Mapped conditional type's type information not used to constrain type of indexed access

[sigurdschneider]

Bug Report

Hi, I have a case where I'm unsure whether I'm holding things wrong, or whether this is a bug, or whether this is the expected behavior.

🔎 Search Terms

Generics, type inference, type checking, type constraints

🕗 Version & Regression Information

4.2-dev, no regression range information. This is the behavior in every version I tried, and I reviewed the FAQ for entries about apply and functions.

⏯ Playground Link

Playground link with relevant code

💻 Code

type NamedFunctionProperties<T> = { [F in keyof T]: T[F] extends CallableFunction ? F : never }[keyof T];

class Observable<Observer> {
    constructor(private observer:Observer) {}

    // This is what I would like to do, but my understanding is that this doesn't work because it requires a dependent type (i.e. a type that depends on a value).
    // This is what works from the outside, but it isn't clear to me why the apply doesn't typecheck.
    observeShouldWork<F extends NamedFunctionProperties<Observer>>(methodName: F, ...args: Parameters<Observer[F]>) {
        const f = this.observer[methodName];
        f.apply(this.observer, args); // Property 'apply' does not exist on type 'Observer[F]'.(2339)
    }    
}

🙁 Actual behavior

TS complains that property 'apply' does not exist on type 'Observer[F]'.(2339) in f.apply above.

🙂 Expected behavior

Since F is constrained to NamedFunctionProperties<Observer>, and TS does derive the type Observer[F] for f (that is this.observer[methodName]), I would have expected that this is sufficient to know that f extends CallableFunction. Maybe I'm missing something.

---

Thanks for taking the time to look at this.

[MartinJohns]

F could refer to multiple different methods at once. Then this wouldn't be sound at all. There are many issues about this.

[RyanCavanaugh]

type Observer = {
    s(s: string): void;
    n(n: number): void;
}

const p = new Observable(null as any as Observer);
const key: keyof Observer = Math.random() > 0.5 ? "s" : "n";
// Passes a number to a string function half the time
p.observeShouldWork(key, 42);

See also #27808

[typescript-bot]

This issue has been marked 'Working as Intended' and has seen no recent activity. It has been automatically closed for house-keeping purposes.

[sigurdschneider]

Thanks for taking a look. I was aware of the fact that F only upper-bounds the method name, which is why included the following code lines (which demonstrate the unsoundness problem you point out) in the TypeScript playground code I attached:

// The following is working as expected:
test.observeShouldWork<"foo" | "bar">("foo", true);

However, my bug report does not pertain to that problem: My bug report is about the failure of the type system to derive that f (which has type Observer[F]) in the function body of observe must denote a Function. I think that TypeScript should be able to derive that from the upper bound on F.

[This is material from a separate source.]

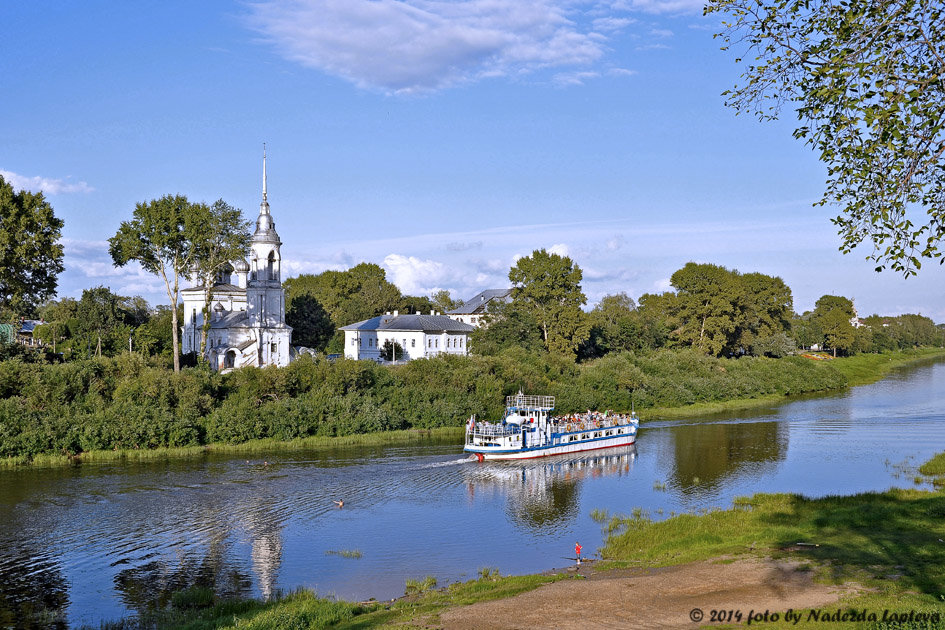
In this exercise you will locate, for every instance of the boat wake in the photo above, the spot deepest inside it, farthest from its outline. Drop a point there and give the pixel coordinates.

I just tried 4.3.0-dev.20210219 and the problem seems to persist. I also saw that Generalized Index Signatures are on the iteration plan for 4.3. Maybe this problem can be solved as part of that work?

[RyanCavanaugh]

failure of the type system to derive that f (which has type Observer[F]) in the function body of observe must denote a Function

What you get here is a type that's assignable to Function, but is a deferred lookup time so doesn't act as a function in an expression position since we don't know what the actually-valid members of it are and can't provide generic deferred types in this manner.

You can alias it to Function if you want:

        const f: Function = this.observer[methodName];
        // OK
        f.apply(this.observer, args)

[sigurdschneider]

Thanks for the clarification Ryan, your suggestion solved the problem. I thought that deferred lookup types were an implementation detail; the error message (Property 'apply' does not exist on type 'Observer[F]'.(2339)) also doesn't point to the problem (or how to solve it, for that matter).